One would have thought that one of the older adults attending the funeral would have been crying, even if she, Ron, and Harry were not: McGonagall, Flitwick, Moody, Lupin, or, er- Mrs. Lupin.

They weren't.

One would have thought that Hermione would be crying, even if no one else were. She had always been sensitive to pain.

She wasn't.

Yet.

She and Draco hadn't had a wild, passionate, one-year fling. They hadn't poured out their hearts to each other with promises of what would be after the war was finished. They hadn't had a one-night stand on the eve of battle. (Coincidentally, she and Snape hadn't either.)

What Hermione and Draco did have was even more heart wrenching for her now. They hadn't really had anything, not a touch, a kiss, not a single whispered sweet nothing uttered between them.

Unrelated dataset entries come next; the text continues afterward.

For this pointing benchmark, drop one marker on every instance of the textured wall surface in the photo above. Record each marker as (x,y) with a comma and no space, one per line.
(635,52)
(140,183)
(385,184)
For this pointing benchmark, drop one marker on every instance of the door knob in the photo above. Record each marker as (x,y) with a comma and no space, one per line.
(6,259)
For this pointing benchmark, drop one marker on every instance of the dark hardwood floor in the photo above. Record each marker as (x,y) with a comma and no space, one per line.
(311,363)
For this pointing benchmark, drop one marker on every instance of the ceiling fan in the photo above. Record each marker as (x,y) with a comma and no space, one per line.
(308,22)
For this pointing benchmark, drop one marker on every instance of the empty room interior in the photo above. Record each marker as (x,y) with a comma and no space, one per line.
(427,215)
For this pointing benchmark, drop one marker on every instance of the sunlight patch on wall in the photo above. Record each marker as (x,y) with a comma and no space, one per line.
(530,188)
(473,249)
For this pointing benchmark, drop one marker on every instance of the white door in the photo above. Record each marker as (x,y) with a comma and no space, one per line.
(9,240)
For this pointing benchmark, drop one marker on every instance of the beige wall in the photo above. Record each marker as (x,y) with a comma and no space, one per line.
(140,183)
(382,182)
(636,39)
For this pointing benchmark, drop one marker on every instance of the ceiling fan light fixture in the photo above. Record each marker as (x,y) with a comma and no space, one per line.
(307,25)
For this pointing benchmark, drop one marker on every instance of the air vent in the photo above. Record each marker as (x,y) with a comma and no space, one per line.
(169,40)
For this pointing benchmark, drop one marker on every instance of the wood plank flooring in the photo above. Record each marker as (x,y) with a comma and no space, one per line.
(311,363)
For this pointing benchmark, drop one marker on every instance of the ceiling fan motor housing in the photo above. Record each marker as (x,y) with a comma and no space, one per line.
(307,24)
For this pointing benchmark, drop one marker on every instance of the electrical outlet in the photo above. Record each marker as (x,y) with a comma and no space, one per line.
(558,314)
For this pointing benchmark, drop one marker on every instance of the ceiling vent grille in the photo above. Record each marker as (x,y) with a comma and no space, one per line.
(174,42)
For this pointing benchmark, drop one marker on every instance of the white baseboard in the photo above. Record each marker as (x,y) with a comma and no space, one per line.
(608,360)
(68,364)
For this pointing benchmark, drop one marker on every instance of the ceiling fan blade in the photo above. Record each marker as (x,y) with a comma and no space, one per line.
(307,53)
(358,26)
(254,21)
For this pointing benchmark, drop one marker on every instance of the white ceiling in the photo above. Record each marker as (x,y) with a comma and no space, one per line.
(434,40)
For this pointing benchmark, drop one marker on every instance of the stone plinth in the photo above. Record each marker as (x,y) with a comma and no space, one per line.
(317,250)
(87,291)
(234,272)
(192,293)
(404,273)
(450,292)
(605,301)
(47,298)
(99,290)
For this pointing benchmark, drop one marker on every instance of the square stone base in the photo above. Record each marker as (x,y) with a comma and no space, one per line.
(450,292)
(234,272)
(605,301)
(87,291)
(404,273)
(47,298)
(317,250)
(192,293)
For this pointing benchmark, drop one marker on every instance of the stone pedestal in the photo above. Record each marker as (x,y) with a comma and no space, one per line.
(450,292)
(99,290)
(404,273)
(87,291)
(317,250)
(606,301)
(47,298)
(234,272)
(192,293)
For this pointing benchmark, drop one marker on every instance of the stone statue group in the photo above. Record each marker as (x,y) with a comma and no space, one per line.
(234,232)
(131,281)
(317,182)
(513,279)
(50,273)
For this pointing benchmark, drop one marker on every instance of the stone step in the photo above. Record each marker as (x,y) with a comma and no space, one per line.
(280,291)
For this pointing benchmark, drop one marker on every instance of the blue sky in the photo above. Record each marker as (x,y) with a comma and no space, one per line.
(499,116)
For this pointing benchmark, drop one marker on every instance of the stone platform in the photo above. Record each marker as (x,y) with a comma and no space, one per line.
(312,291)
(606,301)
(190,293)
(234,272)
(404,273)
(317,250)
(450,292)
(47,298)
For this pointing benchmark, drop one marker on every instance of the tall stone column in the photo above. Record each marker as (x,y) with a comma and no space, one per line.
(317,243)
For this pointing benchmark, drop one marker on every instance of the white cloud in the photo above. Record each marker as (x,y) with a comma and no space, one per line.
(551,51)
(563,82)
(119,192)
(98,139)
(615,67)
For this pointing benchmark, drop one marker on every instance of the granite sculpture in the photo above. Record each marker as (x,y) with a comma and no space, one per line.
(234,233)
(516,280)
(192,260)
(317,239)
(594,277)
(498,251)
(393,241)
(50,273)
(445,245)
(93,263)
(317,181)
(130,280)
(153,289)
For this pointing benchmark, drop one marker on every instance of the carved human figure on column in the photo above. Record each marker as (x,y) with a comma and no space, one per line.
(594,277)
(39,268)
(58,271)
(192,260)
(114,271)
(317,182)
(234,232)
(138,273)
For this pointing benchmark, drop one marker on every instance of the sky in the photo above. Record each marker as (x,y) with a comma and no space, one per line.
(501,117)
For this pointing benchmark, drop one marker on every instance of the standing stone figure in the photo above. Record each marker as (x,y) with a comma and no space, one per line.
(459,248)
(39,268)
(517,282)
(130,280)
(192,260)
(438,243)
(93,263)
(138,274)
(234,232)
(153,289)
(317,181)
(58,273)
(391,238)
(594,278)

There had been looks, but even few of those. Hermione cherished each memory of such an occurrence, when Draco had regarded her without hatred or animosity and instead with... something else: affection, maybe, she dared not think it love, but dead men tell no tales. So what Hermione was left with was regret. Not regret at how she had felt for him, what she still felt for him, but regret at not having acted on her feelings. She wished she had been braver, had done something about it, anything!

She sighed again. She seemed to be doing quite a bit of that. And, because it wasn't raining (it was a beautiful day actually), because the world didn't feel her pain and wouldn't weep for her, Hermione began to cry. It wasn't a sobbing crying but the kind one can't avoid and can't stem the tide of once it has begun. Big, fat tears coursed down her face, slowly and sporadically at first and then increasing in every way. And with the tears came a dripping nose. Hermione pulled a large handkerchief from her pocket and blew her nose noisily.

One would have thought that the handkerchief would have been black.

It wasn't.

(It was pink and white checked, actually.)

One would have thought that someone else would have started crying next.

They didn't.

One would have thought that Hermione would have jumped back like everyone else when the bodies were engulfed in flame and replaced by gleaming white tombs.

She didn't.

One would have thought she would have cried harder, like people sometimes do when dirt hits the top of a coffin.

She didn't.

She smiled. Not a full, toothy smile. A quivery smile, but a smile nonetheless.

Harry didn't understand why. Ron didn't understand why. But Hermione understood why. Professor McGonagall understood why. She had gone through the same thing when Dumbledore had died the previous year. And Hermione understood now why McGonagall had reacted as she had to the Headmaster's death, with a sad smile on her face, but her head held high, not guilty to be alive …

One short sleep past will wake eternally

And death shall be no more; Death, thou shalt die.